9 Telegram from Ministry of Foreign Affairs to New Zealand High Commission in Canberra
Wellington, 2 September 1977
No 2169. CONFIDENTIAL (NZEO) PRIORITY
Economic Relations with Australia
Herewith first draft of a CEC paper for your information and reaction. We would appreciate your comments by 6 September in order that final draft can be cleared for consideration by Committee on 13 September.
- This paper discusses in general terms the position reached in our economic relations with Australia and suggests that a work programme be adopted to identify the scope for furthering these relations in the longer term.
Australian Economic Developments
- The pressing need for detailed consideration to be given to the direction of trans-Tasman relations is the critical position that has been reached in the formulation of Australian economic policies and the real danger that without a considerable effort on our part these policies could develop further against our interests.
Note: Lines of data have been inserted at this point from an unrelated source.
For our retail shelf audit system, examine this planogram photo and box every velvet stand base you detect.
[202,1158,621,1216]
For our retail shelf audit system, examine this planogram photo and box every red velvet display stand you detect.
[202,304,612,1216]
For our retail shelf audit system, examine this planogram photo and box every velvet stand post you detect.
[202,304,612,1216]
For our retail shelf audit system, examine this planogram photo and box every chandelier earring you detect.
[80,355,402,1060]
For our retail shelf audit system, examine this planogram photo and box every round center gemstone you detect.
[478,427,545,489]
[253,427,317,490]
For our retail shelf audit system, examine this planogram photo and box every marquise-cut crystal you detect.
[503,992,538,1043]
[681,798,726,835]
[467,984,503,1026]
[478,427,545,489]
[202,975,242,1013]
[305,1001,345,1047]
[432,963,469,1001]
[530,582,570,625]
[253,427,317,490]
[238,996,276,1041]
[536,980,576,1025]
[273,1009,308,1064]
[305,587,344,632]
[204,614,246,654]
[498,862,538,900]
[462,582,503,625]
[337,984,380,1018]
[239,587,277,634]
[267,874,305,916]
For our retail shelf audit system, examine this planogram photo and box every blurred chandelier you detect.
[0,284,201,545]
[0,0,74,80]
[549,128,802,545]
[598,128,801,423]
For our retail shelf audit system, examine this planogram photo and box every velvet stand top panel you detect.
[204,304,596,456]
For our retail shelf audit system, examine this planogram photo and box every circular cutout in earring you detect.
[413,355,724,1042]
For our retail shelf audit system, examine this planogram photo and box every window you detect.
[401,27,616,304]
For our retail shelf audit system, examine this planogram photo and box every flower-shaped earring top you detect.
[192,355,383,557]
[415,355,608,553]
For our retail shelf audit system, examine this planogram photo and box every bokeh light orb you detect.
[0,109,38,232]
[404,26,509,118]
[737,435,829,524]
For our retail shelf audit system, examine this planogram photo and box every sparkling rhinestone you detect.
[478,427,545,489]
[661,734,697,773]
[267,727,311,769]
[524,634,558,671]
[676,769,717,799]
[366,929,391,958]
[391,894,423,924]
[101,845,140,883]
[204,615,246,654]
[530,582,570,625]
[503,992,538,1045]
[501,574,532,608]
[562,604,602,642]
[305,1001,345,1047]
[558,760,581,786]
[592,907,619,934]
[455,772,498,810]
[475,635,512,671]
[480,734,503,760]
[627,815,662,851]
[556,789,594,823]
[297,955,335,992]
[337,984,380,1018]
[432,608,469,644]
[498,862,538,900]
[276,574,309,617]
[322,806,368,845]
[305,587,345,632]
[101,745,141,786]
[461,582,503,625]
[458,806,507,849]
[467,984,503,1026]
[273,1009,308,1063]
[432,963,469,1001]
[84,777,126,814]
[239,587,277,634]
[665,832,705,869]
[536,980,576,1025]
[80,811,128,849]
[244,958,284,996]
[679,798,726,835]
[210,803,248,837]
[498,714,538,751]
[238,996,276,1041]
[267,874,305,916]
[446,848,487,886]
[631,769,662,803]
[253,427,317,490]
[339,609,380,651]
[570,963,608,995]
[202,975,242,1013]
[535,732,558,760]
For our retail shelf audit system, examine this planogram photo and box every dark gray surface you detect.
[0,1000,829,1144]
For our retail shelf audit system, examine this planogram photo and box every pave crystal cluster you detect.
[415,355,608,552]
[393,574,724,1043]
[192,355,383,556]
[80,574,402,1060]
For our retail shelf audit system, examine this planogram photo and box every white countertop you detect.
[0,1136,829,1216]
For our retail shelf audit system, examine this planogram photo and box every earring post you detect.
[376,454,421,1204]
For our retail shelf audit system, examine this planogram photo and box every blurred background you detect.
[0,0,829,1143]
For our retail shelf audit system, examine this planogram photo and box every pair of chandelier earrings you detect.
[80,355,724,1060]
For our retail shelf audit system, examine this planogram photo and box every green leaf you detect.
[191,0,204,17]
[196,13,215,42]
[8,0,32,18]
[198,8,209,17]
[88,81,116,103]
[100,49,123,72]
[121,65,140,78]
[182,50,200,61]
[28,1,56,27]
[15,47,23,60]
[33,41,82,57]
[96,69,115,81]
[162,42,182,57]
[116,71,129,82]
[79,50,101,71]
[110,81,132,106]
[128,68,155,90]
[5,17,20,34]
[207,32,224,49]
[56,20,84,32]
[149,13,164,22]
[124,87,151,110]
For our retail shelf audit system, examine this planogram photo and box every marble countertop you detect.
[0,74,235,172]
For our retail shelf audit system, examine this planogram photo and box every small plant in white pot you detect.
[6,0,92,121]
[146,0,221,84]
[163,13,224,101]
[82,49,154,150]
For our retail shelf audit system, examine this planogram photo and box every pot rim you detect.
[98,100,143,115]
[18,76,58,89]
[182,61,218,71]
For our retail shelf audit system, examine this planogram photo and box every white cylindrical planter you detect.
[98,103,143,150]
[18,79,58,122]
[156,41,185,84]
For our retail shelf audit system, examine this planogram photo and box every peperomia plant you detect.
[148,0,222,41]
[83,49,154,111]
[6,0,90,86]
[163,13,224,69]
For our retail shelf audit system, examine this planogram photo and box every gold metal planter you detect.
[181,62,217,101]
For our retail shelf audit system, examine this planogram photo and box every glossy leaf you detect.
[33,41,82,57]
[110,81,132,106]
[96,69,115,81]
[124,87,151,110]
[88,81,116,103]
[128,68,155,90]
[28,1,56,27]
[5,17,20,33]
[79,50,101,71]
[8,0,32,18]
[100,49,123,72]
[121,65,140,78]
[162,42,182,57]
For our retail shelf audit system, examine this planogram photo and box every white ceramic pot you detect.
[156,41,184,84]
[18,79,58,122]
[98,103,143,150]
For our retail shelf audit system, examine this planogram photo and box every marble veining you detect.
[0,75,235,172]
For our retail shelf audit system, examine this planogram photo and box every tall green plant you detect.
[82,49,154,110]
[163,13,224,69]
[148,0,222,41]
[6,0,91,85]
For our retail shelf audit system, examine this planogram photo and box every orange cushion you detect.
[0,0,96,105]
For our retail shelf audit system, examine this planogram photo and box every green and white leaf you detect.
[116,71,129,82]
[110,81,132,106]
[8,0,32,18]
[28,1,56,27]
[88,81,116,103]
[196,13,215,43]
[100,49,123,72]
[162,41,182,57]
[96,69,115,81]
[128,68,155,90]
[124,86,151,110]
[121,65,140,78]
- In recent years there has been a structural shift in the Australian economy contributed to by the increasing importance of rapidly growing mineral exports. A high inflation rate and forces which have brought about a fluctuating but generally strong exchange rate. The consequence has been a loss of competitiveness by Australian industry leading to high unemployment (about 6 per cent but up to 14 per cent in some areas).
- A White Paper on manufacturing industry presented in May of this year in the face of these difficulties has identified a need to restructure industrial development, has affirmed that it is not the intention to provide blanket protection for Australian industry but has acknowledged that emphasis will be required on short-term policies which will enable employment opportunities to be maintained until more sustainable growth can be restored. In brief, the White Paper envisages pragmatic use of temporary assistance for immediate problems during which policies are implemented to effect a movement into manufacturing developments which make best use of Australia's natural advantages and consequently have a high degree of natural protection.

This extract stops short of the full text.